Woolworths Customer Care Workers Won’t Give Up Their Rights And Will Strike Again Today
Workers First Union members at the Woolworths Customer Care Call Centre will strike again today despite being ‘locked out’ by the company following their first strike action on Monday this week.
"This is the second day of strike action by our Woolworths members because they are concerned that negotiations are going nowhere," said Elle Sun-Min Park, Workers First Union organiser. "It’s not a decision made lightly - every dollar counts in December."
Ms Park said that pay was not the primary issue for union members in the dispute, but protection of their existing rights. Current proposals by the company involved significant ‘clawbacks’ (reductions to existing conditions); including requiring workers to have a ‘flexi-start time’ - meaning they would be required to be available for twelve hours a day but only be paid for eight - and removing a current Collective Agreement clause that allows workers one day of a weekend off to spend time with their family and friends.
"Our members are also really worried about Woolworths’ insistence on the unilateral update to their ‘work from home’ agreement that workers were made to sign, including returning to the office on four weeks’ notice," said Ms Park. "Many of the workers were recruited on permanent remote working conditions or have since relocated their families and lives outside Auckland, with Woolworths’ full awareness."
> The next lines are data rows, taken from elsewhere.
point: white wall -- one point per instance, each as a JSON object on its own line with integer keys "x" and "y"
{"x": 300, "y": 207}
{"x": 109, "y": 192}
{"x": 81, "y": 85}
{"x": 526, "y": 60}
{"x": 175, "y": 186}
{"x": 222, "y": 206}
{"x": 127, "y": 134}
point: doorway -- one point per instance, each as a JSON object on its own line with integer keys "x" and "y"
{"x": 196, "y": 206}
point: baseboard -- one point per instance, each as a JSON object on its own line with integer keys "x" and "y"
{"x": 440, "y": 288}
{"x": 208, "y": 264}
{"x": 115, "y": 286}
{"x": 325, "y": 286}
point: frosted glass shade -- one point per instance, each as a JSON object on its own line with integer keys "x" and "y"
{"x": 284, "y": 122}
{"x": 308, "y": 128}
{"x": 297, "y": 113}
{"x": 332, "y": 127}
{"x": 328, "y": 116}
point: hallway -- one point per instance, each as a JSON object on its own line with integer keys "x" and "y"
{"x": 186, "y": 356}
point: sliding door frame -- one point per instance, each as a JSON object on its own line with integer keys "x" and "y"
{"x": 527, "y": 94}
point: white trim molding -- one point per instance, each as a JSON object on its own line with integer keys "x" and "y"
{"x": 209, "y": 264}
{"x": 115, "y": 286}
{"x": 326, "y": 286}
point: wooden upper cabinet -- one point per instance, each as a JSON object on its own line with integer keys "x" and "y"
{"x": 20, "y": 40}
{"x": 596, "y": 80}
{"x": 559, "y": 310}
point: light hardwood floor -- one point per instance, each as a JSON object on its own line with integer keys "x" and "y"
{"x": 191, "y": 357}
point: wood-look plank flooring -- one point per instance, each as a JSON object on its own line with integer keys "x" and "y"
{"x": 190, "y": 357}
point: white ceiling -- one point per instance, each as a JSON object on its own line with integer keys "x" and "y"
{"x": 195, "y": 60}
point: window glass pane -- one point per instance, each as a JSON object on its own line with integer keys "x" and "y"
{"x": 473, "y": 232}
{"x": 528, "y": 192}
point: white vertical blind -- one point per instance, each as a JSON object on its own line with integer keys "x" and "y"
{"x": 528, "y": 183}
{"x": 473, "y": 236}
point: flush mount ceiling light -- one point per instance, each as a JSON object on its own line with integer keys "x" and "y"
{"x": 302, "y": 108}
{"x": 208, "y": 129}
"Many are working parents or looking after their elderly parents, and they’ve applied specifically for this job because it offers fixed permanent hours of work, having one weekend day off, and permanent remote working conditions."
"It’s just not feasible to uproot your family’s life and breach your rental agreement or sell your house to return to Auckland at the drop of a hat because the company suddenly says it's in their interest."
"It’s disappointing that the company chose to lock these workers out and make them lose a full day’s pay at Christmas time because they used their democratic right to strike over surface-level bargaining."
"It remains to be seen whether or not the company will again lock them out and take a full day’s pay from them today for taking another three-hour strike action. It’s a despicable tactic to use, but members will still not be bullied into silence."
Members at the Woolworths Customer Care Centre - which is heavily unionised - were served a ‘lockout’ notice on Monday by email fifteen minutes before the conclusion of their strike action at 2pm, informing them that they would not be paid for the rest of the working day.